You’re reading a novel.
Great, good, indifferent; in any event, one that provides enough incentive to keep reading. And then you hit the chapter where the author lost track of what he was doing.
This is not to be confused with the mere interesting controlled digression, like a red herring character in a murder mystery, or the unrelated crime scene in a cop story, or even the side-chapter like the brilliant one Joe Lansdale once did about an aggravating conversation with a stupid dude who flushed his dentures. Those are grace notes. (And they’re all over Dickens.)
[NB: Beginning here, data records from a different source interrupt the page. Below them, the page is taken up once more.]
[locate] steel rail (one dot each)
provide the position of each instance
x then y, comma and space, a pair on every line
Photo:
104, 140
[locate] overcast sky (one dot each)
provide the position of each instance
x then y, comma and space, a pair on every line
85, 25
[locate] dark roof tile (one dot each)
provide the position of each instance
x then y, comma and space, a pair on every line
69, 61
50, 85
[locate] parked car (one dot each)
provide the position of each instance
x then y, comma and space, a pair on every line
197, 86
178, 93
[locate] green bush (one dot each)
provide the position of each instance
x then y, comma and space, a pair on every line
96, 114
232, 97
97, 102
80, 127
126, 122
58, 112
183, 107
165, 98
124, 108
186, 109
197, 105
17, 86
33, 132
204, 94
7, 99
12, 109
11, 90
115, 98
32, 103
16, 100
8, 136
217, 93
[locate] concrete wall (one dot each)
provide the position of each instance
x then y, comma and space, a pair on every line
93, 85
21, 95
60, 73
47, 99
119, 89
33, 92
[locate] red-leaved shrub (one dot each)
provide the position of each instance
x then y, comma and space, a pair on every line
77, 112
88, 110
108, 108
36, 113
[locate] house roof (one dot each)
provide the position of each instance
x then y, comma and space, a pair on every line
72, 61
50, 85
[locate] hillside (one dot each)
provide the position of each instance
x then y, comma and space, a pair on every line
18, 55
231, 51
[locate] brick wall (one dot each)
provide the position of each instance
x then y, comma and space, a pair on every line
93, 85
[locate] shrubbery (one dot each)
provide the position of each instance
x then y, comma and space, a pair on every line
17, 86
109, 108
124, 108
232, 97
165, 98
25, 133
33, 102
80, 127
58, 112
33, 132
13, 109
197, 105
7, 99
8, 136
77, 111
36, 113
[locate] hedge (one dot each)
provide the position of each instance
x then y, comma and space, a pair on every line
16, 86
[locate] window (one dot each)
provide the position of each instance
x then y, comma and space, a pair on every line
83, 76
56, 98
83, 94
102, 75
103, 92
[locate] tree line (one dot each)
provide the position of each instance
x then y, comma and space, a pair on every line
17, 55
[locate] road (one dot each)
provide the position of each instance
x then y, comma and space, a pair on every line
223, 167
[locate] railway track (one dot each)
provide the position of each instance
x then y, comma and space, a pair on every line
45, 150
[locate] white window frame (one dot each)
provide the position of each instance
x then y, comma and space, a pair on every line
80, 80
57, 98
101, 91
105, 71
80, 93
I am talking about actual evidence of authorial flailing.
It can be that chapter in the middle of Dan Simmons’s THE BLACK HILLS where, showing off his research, he gives us many thousands of words on the engineering attributes of the Brooklyn Bridge. (Defeated me. I never returned to the book.)
Or it can be that section of THE STAND, set in Boulder after the Plague, where by his own admission Stephen King got caught up with the minutiae of rebuilding a community, of governing the place, of cleaning it up so people could live there. (It served a story function, to be sure, but he had to put the book aside for a few months, utterly stuck, before realizing that he quite literally needed a bomb to go off. Until then, he was just playing a game that had not been invented yet, SIM CITY.)
This false trail can just as easily be the character who shows up who your author cannot drop, who he circles for twenty-thirty pages before finding his thread again.
Or the plotline that he really should have dropped, that Mario Puzo kept returning to just out of self-gratification. THE GODFATHER, the novel, tells us that Sonny Corleone had a monstrously huge cock and introduces us to Lucy Mancini, a woman with a cavernous vagina capable of accommodating him. Long after Sonny is dead and Lucy has departed from his family’s orbit, whenever Puzo needed to fade away from the Corleones before returning to them after some time had passed, he kept giving us updates on the travels of Lucy, the girl whose vagina came equipped with an echo. By the time the book was done, so much of it had disappeared up Lucy Mancini’s wazoo that to delete her chapters would have seriously impacted the word count.
Reading novels, you can tell when the author is pursuing false leads down blind alleys. They’re often edited out. But sometimes they are left for us, fascinating evidence of the author’s helpless wandering. This happens to great writers. It is all over HUCKLEBERRY FINN, for instance.
So I’ve got to tell you.
Tom Bombadil is Tolkien’s Sonny Corleone cock.